Saturday, March 05, 2005

Conservation? What conservation?

Already on this blog, we have queried Dr. Flat Earth King's description of herself as a 'conservationist'. With the success of her organisation's protection of badgers in the UK, the phrase may be applicable to her salary - but little else.

Wildlife Trust member Dr. Willie Stanton, whose detailed work tracked the explosion in badger numbers - and the attendant loss of other species, we have also quoted at length, but several letters to the farming press express similar sentiments, and we quote extracts below:

In a letter entitled "Beautiful but deadly", Geoff Loxton from Bath points out that "During the 1950's Tb had been eradicated from my 450 cow herd. At that time there were still many ground nesting birds such as peewits and skylarks, safe from the omnivourous badger jaws, which now scoop up many of the eggs and nestlings : these birds used to be everywhere in the countryside in the 1920's, 1930's and 1950's. Why do people nowadays think it is ecologically balanced for badgers to be as plentiful in the English countryside as they are today? Their prevalence is a recent phenomenon; as a boy, I never saw or heard about badgers. How did the badger lobby succeed so well? They used attractive badger pictures to head publicity campaigns and made much of the 'kindly' Mr. Badger of the Wind in the Willows, and propagated the view that badgers were a 'good thing'.

There is no mention of the danger to peewits and skylarks. And now the badger is protected by law and its population has exploded. I cannot understand the badger lobby. Are they so fond of 'wildlife' that they will be happy to have rats and mice in their kitchens? But they appear to be happy to see thousands of cattle slaughtered rather than accept similarly controlled slaughter of badgers to prevent the spread of Tb. And they don't seem to like my peewits and skylarks".
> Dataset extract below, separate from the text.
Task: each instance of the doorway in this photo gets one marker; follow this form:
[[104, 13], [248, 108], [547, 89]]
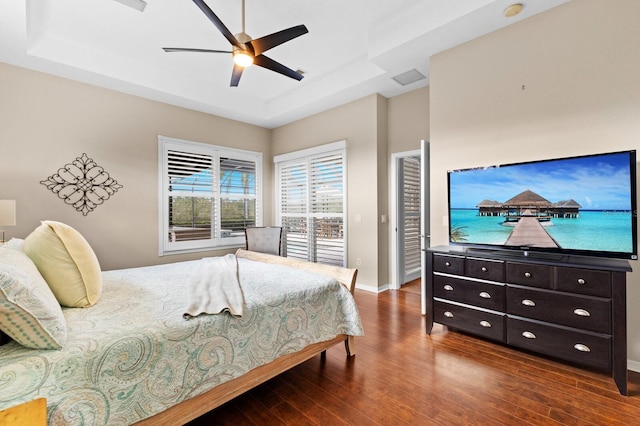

In another excellent letter, John Capstick from Penrith, Cumbria questions (as do we) the "Contradictory conservation ethos", of allowing an unconstrained species- specific policy to masquerade under the 'conservation' banner.

"While a booming badger population enjoys complete protection under the law, elsewhere thousands of red deer are being culled without so much as a raised eyebrow from the general public. Any suggestion of curbs on a fast expanding seal population raises a storm of protest, while hedgehogs are removed wholesale from islands where they are not thought to be 'appropriate'. Single species campaigning and 'conservation' to the exclusion of the wider aspects of biodiversity does a disservice to genuine efforts to achieve balanced wildlife populations in the countryside.

An uncontrolled and exponentially increasing badger population will lead to diminished food supplies and starvation with the attendant disturbing scenes which badger lovers will find distressing". (Farmers are seing this already and they are pretty distressed too. Badgers, sick and emaciated, seeking food and shelter where they can - often in broad daylight)

"Where species without predators are allowed to expand beyond the carrying capacity of the ground they occupy, this is the inevitable result.In a small country such as this, some degree of 'management' is necessary if we are to have a countryside where all species have a reasonable chance of sustainable populations. Our predilection for making arbitary choices over which species have a superficially attractive appearance, and should therefore be excluded from sensible management, while a blind eye is turned to others who are seen as not so attractive and therefore expendable is irrational. It does nature and conservation no service"

We agree. In fact we would go further and request a definition of the role of 'Wildlife Trusts'.
Is that 'Wildlife' singular or 'Wildlife' plural??